(a) The definitions in this subdivision apply to this section.
(b) "Other person" means an immediate family member or someone who personally knows the client and has reason to believe the client is capable of and will carry out the serious, specific threat of harm to a specific, clearly identified or identifiable victim.
(c) "Reasonable efforts" means communicating the serious, specific threat to the potential victim and if unable to make contact with the potential victim, communicating the serious, specific threat to the law enforcement agency closest to the potential victim or the client.
The duty to predict, warn of, or take reasonable precautions to provide protection from, violent behavior arises only when a client or other person has communicated to the licensee a specific, serious threat of physical violence against a specific, clearly identified or identifiable potential victim.

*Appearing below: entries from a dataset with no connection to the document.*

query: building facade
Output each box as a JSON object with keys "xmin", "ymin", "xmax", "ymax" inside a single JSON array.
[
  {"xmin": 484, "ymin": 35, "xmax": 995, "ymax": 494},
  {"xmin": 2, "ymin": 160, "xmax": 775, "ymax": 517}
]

If a duty to warn arises, the duty is discharged by the licensee if reasonable efforts, as defined in subdivision 1, paragraph (c), are made to communicate the threat.
[Renumbered subd 2]
If no duty to warn exists under subdivision 2, then no monetary liability and no cause of action may arise against a licensee for failure to predict, warn of, or take reasonable precautions to provide protection from, a client's violent behavior.
Good faith compliance with the duty to warn shall not constitute a breach of confidence and shall not result in monetary liability or a cause of action against the licensee.
Nothing in subdivision 2 shall be construed to authorize a licensee to terminate treatment of a client as a direct result of a client's violent behavior or threat of physical violence unless the client is referred to another practitioner or appropriate health care facility.
This section does not apply to a threat to commit suicide or other threats by a client to harm the client, or to a threat by a client who is adjudicated mentally ill and dangerous under chapter 253B.
Nothing in section 148.975 shall be construed to prohibit a licensee from disclosing confidences to third parties in a good faith effort to warn against or take precautions against a client's violent behavior or threat to commit suicide for which a duty to warn does not arise.
No monetary liability and no cause of action, or disciplinary action by the board may arise against a licensee for disclosure of confidences to third parties, for failure to disclose confidences to third parties, or for erroneous disclosure of confidences to third parties in a good faith effort to warn against or take precautions against a client's violent behavior or threat of suicide for which a duty to warn does not arise.